Johnson, Samuel (2), D.D., an American divine, was born at Guilford, Conn., Oct. 14, 1696, and passed A.B. in 1714 at Yale College, then situated at Saybrook. On the removal of Yale to New Haven he became one of its tutors, and in 1720 pastor of the Congregational Church, West Haven. Determined to change his ecclesiastical relations, he went to England, and received episcopal ordination in 1723. He then visited Oxford and Cambridge, where he was made A.M., and returned to America. Upon his arrival he entered on the mission of Stratford, Conn., and formed the acquaintance of William Burnet, son of the bishop of Salisbury.

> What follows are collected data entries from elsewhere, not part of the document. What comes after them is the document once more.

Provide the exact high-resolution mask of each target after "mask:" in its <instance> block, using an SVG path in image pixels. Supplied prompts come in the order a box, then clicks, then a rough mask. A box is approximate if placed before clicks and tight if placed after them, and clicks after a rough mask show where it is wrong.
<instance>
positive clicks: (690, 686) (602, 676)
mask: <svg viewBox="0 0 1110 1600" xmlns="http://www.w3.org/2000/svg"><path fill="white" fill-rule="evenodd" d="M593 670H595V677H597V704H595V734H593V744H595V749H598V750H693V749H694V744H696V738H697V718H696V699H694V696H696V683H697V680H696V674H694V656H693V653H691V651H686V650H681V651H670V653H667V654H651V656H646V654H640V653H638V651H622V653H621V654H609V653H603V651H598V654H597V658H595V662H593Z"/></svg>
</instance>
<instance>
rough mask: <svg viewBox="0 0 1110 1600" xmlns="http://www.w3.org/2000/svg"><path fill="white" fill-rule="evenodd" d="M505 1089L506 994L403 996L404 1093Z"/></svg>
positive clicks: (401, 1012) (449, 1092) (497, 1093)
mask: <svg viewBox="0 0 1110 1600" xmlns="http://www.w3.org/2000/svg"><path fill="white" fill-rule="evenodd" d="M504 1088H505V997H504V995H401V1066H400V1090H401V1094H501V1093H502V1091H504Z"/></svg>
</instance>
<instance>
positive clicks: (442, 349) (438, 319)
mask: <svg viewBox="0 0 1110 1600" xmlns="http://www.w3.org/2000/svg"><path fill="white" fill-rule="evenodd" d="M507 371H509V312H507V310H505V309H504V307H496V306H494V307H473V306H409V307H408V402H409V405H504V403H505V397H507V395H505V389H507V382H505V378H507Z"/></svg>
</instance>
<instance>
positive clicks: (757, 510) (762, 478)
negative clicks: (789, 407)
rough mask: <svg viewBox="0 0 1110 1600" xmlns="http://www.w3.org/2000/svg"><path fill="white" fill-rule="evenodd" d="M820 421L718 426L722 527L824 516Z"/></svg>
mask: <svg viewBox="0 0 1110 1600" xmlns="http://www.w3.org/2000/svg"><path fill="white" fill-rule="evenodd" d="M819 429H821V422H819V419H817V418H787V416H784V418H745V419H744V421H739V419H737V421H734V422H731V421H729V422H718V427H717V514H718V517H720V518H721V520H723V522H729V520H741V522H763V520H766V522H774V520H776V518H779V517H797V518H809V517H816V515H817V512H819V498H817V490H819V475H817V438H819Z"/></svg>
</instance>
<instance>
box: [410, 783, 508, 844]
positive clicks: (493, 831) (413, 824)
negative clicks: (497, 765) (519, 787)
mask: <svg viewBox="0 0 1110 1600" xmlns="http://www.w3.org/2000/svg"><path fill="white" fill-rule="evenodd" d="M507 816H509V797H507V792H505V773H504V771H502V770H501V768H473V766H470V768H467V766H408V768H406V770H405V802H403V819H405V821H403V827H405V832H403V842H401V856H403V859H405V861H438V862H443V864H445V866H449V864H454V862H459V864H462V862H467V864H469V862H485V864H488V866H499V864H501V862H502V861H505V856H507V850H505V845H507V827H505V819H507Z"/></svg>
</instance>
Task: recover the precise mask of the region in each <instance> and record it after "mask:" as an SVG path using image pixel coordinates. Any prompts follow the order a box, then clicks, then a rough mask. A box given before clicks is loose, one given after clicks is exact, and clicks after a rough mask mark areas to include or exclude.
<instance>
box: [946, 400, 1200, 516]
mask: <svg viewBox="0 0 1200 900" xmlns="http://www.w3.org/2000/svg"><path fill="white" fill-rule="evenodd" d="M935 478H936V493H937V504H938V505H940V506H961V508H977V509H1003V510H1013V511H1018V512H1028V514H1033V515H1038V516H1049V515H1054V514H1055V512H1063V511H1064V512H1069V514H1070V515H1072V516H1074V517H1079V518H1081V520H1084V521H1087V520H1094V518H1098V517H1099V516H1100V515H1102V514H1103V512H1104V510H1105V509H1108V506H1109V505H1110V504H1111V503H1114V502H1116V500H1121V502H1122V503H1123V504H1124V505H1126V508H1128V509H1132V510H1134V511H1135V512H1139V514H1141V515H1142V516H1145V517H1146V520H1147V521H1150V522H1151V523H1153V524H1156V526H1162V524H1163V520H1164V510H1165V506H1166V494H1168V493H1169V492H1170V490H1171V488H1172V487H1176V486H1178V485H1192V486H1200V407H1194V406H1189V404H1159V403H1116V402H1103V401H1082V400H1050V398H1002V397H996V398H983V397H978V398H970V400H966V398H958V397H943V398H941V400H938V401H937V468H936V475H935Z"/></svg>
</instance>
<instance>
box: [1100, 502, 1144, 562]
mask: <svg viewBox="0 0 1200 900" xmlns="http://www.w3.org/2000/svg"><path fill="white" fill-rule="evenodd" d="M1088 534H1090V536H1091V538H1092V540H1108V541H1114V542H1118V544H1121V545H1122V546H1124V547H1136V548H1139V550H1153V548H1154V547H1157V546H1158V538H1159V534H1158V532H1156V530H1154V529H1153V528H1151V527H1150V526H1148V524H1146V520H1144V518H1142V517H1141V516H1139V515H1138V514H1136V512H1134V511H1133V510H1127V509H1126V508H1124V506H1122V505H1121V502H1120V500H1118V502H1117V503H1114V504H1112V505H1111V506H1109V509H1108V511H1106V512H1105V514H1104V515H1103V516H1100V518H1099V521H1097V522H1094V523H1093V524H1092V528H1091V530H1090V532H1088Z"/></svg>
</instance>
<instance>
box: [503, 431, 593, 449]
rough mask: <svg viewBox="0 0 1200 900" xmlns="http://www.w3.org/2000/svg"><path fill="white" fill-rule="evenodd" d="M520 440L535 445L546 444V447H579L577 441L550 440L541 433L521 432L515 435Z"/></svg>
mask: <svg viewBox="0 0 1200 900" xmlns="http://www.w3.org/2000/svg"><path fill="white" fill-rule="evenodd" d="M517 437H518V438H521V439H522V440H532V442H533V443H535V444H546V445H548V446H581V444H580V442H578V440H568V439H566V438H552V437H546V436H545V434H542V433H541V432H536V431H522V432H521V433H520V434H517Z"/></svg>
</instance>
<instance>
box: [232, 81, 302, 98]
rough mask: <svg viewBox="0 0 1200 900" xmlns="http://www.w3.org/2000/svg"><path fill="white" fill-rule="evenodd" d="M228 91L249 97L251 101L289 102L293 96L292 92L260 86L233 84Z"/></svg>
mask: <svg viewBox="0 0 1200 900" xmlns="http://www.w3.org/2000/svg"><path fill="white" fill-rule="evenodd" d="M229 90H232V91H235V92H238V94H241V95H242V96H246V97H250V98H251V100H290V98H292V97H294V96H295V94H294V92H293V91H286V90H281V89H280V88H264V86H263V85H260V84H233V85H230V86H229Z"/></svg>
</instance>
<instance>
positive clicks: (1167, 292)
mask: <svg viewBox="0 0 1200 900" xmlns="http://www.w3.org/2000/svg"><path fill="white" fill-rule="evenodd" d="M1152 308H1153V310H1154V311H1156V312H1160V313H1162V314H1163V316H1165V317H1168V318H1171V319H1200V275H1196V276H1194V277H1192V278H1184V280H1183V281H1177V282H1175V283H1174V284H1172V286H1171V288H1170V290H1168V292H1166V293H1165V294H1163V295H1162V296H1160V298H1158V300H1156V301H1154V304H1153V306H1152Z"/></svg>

His ministerial duties were now considerably increased, and his pen warmly engaged for some years in defense of episcopacy. In 1743 he was made D.D. by the University of Oxford. In 1744 he was appointed president of King's College, New York, in which office he continued till 1754, when he returned to Stratford, where he spent a tranquil and dignified old age, chiefly in literary labor. In 1746 he issued A System of Morality, and in 1752 A Compendium of Logic, Metaphysics, and Ethics, and other theological and miscellaneous treatises after this date. He died Jan. 6, 1772. — Sprague, Annals, 5, 52; Allibone, Dict. Eng. and Am. Auth. 2, 971. (E.deP.)